The preceding show at York Theatre Royal saw the legendary panto dame bow out after 40 years. So, a hard act to follow.
- Till Sat 23 Feb
- York Theatre Royal
- From £12
- More details
But luckily the anwer to that question was Grease by York Light.
Officially Britain’s favourite musical it offers bags of music, dancing and fun, with an added bonus of youthful exuberance.
And just like the panto there was even some (uninvited but amusing) audience participation. Boy those guys could hand jive.
Panache and precision
We all know the storyline of Grease. After a summer fling, Danny and Sandy find they are at the same US high school together.
The course of young love doesn’t run smooth but after a lot of backchat, bitchiness and rock’n’roll, the kids get it together.
First staged in 1971 and set in the Fifties, the core message of Grease – girls, you’d better put out if you want to snag a man – isn’t completely at ease in the modern world.
But it’s the music that makes the musical and here York Light simply know what they’re doing.
All the songs, from Grease Is The Word through Summer Nights and Beauty School Dropout were brimming with panache, complete with precision choreography.
There’s a strength in depth to this cast. The two leads are both excellent.
James Horsman adds a touch of vulnerability to his wisecracking Danny.
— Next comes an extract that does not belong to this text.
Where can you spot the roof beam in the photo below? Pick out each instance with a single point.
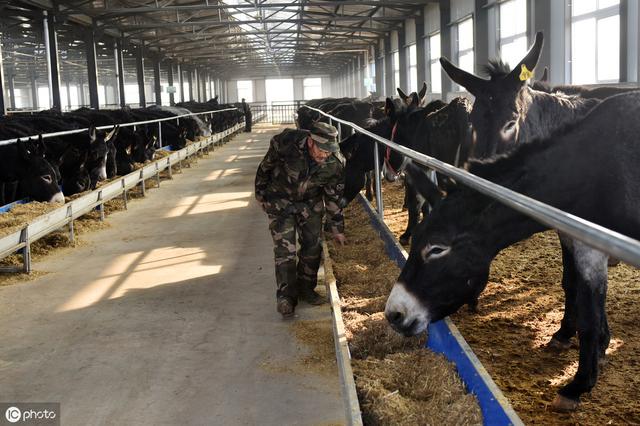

Sarah Craggs does really well with the challenging part of Sandy, who has to spend much of the show as the school’s prim party-pooper before morphing into a leather-trousered man-eater.
Her high point is a beautiful and sweet version of Hopelessly Devoted.
Among the other principals, Jack Armstrong as Kenickie was particularly strong – Greased Lightnin’ is a highlight.
Emma-Louise Dickinson really gets under the skin of snarky Rizzo, showing off her vocal talent in There Are Worse Things I Could Do.
As the irritating and perkily passive aggressive Patty, Sarah Bruce was note perfect.
And we were particularly taken by Finn East as Roger and his date Jan, played by Fiona Baistow, who were terrifically watchable as well as very funny.
To bring together a show featuring this many fast and furious song-and-dance numbers takes some doing, so hats off to Martyn Knight who was both director and choreographer.
He was aided by a great band under the direction of John Atkin. And the set was impressive and ingenious – what a team effort.
You sensed the cast have even more to give. Now the first-show nerves are over, they can really let rip to take the big numbers up to a whole new level.
Anyone with a touch of the February blues should take refuge in those Summer Nights at the Theatre Royal till February 23. Put simply, if you’re looking for a big night out, Grease is the word.